Functional Tumor Volume by Fast Dynamic Contrast-Enhanced MRI for Predicting Neoadjuvant Systemic Therapy Response in Triple-Negative Breast Cancer
- PMID: 33586845
- PMCID: PMC11830147
- DOI: 10.1002/jmri.27557
Functional Tumor Volume by Fast Dynamic Contrast-Enhanced MRI for Predicting Neoadjuvant Systemic Therapy Response in Triple-Negative Breast Cancer
Abstract
Background: Dynamic contrast-enhanced (DCE) MRI is useful for diagnosis and assessment of treatment response in breast cancer. Fast DCE MRI offers a higher sampling rate of contrast enhancement curves in comparison to conventional DCE MRI, potentially characterizing tumor perfusion kinetics more accurately for measurement of functional tumor volume (FTV) as a predictor of treatment response.
Purpose: To investigate FTV by fast DCE MRI as a predictor of neoadjuvant systemic therapy (NAST) response in triple-negative breast cancer (TNBC).
Study type: Prospective.
Population/subjects: Sixty patients with biopsy-confirmed TNBC between December 2016 and September 2020.

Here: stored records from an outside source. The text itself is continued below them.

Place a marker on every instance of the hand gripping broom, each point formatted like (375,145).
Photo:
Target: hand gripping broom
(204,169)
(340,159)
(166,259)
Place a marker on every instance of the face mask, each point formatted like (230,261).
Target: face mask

Field strength/sequence: A 3.0 T/3D fast spoiled gradient echo-based DCE MRI ASSESSMENT: Patients underwent MRI at baseline and after four cycles (C4) of NAST, followed by definitive surgery. DCE subtraction images were analyzed in consensus by two breast radiologists with 5 (A.H.A.) and 2 (H.S.M.) years of experience. Tumor volumes (TV) were measured on early and late subtractions. Tumors were segmented on 1 and 2.5-minute early phases subtractions and FTV was determined using optimized signal enhancement thresholds. Interpolated enhancement curves from segmented voxels were used to determine optimal early phase timing.
Statistical tests: Tumor volumes were compared between patients who had a pathologic complete response (pCR) and those who did not using the area under the receiver operating curve (AUC) and Mann-Whitney U test.

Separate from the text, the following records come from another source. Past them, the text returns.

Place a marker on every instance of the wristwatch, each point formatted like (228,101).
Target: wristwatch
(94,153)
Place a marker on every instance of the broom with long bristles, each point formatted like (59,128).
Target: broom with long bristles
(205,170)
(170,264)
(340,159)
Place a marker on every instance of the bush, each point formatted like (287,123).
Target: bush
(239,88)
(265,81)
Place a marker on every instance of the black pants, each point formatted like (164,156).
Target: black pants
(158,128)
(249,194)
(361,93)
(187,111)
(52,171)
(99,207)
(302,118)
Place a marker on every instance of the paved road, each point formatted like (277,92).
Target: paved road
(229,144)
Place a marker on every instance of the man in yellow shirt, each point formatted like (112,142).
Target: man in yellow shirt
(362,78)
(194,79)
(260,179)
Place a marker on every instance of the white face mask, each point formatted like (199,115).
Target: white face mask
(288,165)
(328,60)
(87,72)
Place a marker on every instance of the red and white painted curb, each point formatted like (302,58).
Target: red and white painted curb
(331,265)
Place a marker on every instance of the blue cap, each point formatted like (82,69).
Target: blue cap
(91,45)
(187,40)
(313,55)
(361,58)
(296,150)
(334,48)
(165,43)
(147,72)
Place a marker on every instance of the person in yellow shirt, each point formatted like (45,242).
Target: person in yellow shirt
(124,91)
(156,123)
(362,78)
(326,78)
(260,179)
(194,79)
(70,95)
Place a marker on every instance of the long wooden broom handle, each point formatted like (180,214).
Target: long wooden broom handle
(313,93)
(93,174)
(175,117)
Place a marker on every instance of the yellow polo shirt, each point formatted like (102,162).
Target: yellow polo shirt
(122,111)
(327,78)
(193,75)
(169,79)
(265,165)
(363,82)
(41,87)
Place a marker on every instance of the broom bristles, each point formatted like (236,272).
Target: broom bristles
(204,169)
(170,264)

Results: About 26 of 60 patients (43%) had pCR. FTV at 1 minute after injection at C4 provided the best discrimination between pCR and non-pCR, with AUC (95% confidence interval [CI]) = 0.85 (0.74,0.95) (P < 0.05). The 1-minute timing was optimal for FTV measurements at C4 and for the change between C4 and baseline. TV from the early phase at C4 also yielded a good AUC (95%CI) of 0.82 (0.71,0.93) (P < 0.05).

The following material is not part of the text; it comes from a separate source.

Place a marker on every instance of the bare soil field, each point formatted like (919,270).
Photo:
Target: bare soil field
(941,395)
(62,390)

Data conclusion: FTV and TV measured at 1 minute after injection can predict response to NAST in TNBC.
Level of evidence: 1 TECHNICAL EFFICACY: 4.
Keywords: DCE MRI; Triple-negative breast cancer; breast MRI; functional tumor volume; treatment response.
© 2021 International Society for Magnetic Resonance in Medicine.